Julius Trotter, 31, was indicted Thursday on two counts of murder, two counts of robbery and one count of burglary in the June 1 killings of 38-year-old Sang Boi Nghia and 30-year-old Khuong Ba Le Nguyen, who were part of a tour group visiting Las Vegas.

Prosecutors said authorities found credit cards and other items belonging to the two with Trotter when he was arrested in California days after the killings.

After a brief court hearing Thursday, both the prosecutor and Trotter’s attorney, Tom Ericsson, declined to comment on the decision to seek capital punishment.

After the tourists were found dead in their Circus Circus room, hotel engineers tested the door’s latch plate and determined it was broken, according to a Metropolitan Police Department arrest warrant. The engineers ran several tests and found the door wouldn’t “properly” close on its own, the report said, indicating that the door could have easily been pushed open.

Police have said the killer walked from door to door to see which were open and that there were no signs of forced entry into the tourists’ room inside the hotel, 2880 Las Vegas Boulevard South.

Prosecutors said Trotter was spotted on hotel security footage in the early morning carrying one of the victims’ backpacks, before meeting with a woman and later checking into a room at the Palms, 4321 W. Flamingo Road.

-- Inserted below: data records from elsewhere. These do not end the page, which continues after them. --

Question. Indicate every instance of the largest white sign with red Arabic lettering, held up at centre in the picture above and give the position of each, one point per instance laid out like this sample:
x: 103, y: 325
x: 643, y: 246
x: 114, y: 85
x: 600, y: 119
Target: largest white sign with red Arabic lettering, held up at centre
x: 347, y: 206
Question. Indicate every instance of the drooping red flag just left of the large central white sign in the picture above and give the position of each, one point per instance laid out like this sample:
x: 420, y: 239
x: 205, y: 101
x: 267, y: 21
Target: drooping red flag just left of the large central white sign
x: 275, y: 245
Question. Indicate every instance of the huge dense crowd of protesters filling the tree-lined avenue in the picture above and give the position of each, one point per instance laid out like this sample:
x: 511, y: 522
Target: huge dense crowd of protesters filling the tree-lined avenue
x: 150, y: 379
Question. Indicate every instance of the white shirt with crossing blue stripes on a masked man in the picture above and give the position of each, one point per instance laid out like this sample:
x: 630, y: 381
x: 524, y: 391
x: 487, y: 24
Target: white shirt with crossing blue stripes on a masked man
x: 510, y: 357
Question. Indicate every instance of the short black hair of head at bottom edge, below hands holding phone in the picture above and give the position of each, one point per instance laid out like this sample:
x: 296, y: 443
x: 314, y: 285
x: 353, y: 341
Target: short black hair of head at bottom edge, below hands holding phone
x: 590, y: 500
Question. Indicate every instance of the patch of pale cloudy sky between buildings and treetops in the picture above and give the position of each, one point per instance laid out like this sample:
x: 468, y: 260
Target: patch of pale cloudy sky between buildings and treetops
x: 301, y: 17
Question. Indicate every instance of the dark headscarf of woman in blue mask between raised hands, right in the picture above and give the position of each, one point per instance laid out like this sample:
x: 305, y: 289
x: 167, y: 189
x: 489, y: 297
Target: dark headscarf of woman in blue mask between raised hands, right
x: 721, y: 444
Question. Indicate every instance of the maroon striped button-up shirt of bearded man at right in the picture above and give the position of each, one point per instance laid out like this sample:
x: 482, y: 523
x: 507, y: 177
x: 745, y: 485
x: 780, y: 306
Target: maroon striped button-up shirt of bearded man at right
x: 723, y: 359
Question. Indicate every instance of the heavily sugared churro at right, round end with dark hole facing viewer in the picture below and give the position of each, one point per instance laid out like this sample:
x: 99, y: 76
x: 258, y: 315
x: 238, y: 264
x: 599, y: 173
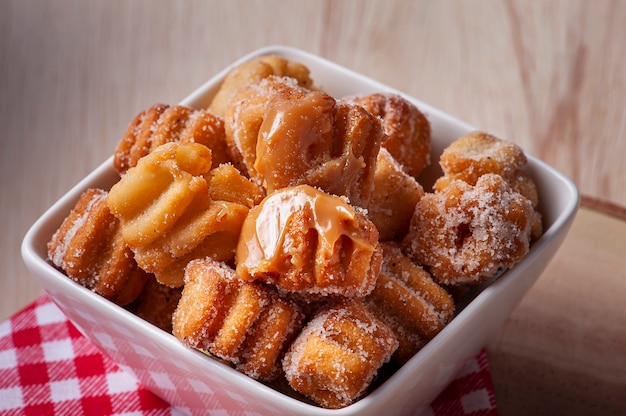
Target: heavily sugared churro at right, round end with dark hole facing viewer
x: 465, y: 233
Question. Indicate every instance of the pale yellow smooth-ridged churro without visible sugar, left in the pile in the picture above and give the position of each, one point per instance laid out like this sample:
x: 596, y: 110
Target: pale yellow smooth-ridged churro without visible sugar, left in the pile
x: 167, y: 214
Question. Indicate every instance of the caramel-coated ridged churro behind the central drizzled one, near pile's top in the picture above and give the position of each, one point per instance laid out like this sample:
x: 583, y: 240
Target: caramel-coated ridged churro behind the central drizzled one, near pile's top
x: 308, y: 138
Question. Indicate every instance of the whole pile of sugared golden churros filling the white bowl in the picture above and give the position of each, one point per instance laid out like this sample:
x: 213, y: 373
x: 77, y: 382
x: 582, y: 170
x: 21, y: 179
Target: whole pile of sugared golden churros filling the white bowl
x: 285, y: 232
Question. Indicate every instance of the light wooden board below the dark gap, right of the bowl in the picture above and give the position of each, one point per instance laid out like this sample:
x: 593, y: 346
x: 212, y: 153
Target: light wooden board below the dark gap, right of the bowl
x: 562, y: 349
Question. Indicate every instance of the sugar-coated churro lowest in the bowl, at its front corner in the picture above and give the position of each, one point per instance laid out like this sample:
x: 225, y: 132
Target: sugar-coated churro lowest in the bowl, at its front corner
x: 339, y: 352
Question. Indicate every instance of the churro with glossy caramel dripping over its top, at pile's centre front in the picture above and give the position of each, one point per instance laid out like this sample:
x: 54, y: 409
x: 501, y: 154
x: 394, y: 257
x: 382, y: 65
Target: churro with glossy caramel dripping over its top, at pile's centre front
x: 305, y: 240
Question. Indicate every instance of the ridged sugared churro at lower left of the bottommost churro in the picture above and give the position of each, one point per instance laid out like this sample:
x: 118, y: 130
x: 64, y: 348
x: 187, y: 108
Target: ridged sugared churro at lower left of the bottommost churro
x: 244, y: 323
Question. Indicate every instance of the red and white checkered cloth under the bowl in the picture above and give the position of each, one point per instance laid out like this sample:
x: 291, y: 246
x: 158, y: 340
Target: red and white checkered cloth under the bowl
x: 47, y: 367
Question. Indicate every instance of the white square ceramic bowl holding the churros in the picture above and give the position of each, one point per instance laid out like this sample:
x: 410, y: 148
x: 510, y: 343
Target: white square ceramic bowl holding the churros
x: 191, y: 380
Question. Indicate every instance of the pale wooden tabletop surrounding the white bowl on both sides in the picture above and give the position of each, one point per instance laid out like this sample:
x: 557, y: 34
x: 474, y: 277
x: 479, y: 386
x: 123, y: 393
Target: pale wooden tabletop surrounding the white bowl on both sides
x: 547, y: 75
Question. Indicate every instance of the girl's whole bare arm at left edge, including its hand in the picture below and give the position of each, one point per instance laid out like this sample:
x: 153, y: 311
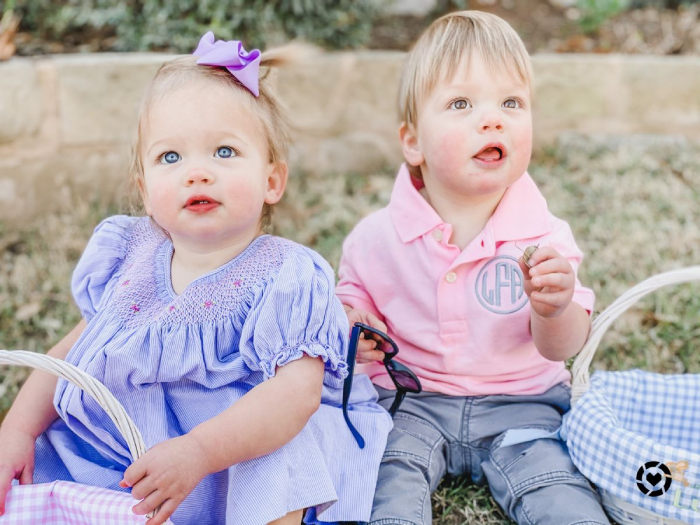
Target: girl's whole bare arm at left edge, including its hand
x: 30, y: 415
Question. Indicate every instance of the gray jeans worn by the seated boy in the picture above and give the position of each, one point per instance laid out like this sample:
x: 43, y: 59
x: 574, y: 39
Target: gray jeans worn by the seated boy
x: 535, y: 483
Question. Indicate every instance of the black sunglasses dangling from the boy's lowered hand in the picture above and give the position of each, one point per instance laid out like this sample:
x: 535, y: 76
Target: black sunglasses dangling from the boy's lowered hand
x: 403, y: 378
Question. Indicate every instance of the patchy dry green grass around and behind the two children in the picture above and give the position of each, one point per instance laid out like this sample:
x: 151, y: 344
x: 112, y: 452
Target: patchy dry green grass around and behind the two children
x: 633, y: 206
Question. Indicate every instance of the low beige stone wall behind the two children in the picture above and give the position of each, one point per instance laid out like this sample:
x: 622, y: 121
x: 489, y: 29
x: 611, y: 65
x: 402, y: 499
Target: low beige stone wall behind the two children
x: 67, y: 122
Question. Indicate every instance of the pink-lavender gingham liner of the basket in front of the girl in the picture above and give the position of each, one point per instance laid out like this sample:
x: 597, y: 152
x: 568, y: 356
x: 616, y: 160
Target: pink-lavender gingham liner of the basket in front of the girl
x: 66, y: 503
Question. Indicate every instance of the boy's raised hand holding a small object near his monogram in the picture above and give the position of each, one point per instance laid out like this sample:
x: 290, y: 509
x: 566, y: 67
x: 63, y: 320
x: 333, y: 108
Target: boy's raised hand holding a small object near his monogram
x: 549, y: 283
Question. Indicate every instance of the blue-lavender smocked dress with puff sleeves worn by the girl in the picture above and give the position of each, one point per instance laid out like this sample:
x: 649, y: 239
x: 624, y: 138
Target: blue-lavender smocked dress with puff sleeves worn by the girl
x: 175, y: 361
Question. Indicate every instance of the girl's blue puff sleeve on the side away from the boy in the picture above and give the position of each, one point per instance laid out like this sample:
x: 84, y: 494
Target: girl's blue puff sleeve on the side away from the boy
x: 100, y: 262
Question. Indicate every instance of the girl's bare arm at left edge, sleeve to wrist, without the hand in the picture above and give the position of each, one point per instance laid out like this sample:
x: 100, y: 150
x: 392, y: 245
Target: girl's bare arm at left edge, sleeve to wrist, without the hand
x: 33, y: 411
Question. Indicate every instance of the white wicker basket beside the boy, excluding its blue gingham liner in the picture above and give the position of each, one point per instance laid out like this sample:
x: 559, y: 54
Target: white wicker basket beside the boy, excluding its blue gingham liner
x: 620, y: 509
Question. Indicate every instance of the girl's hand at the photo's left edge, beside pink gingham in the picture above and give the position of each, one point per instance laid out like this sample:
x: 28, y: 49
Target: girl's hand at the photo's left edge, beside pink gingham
x: 16, y: 460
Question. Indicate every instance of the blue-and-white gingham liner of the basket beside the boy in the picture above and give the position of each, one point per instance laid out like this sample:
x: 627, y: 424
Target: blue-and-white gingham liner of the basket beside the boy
x: 630, y: 418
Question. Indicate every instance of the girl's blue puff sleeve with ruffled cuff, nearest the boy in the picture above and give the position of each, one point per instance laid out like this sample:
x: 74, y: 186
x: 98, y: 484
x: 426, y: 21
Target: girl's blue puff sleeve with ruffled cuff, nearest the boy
x: 297, y: 313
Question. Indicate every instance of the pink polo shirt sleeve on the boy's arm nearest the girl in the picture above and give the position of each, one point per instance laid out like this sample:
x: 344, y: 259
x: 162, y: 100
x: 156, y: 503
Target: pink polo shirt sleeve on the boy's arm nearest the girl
x: 352, y: 288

Trotter used a player’s card in his name, and officers matched a previous booking photo and Palms security video to the man they saw on the Circus Circus footage, authorities have said.

The mother of Trotter’s child, Itaska Dean, told a grand jury last month that she was visiting him for his birthday in May, and they had stayed in Las Vegas through June 2.

She fell asleep in their room at Circus Circus on the morning of June 1, and he returned with a black backpack containing Louis Vuitton wallets and cash that she had not seen before, according to her testimony.

The two were arrested days later while she was driving with him in California. As they were pulled over by marked police cars, she said she was confused.

“I asked again what’s going on,” she testified. “And he said, ‘I may be going to jail for murder.’”

Trotter previously was convicted of resisting an officer with a deadly weapon after a Jan. 14, 2017, traffic stop, court records show. He drove away from a traffic stop and dragged an officer 75 feet, according to a separate arrest warrant.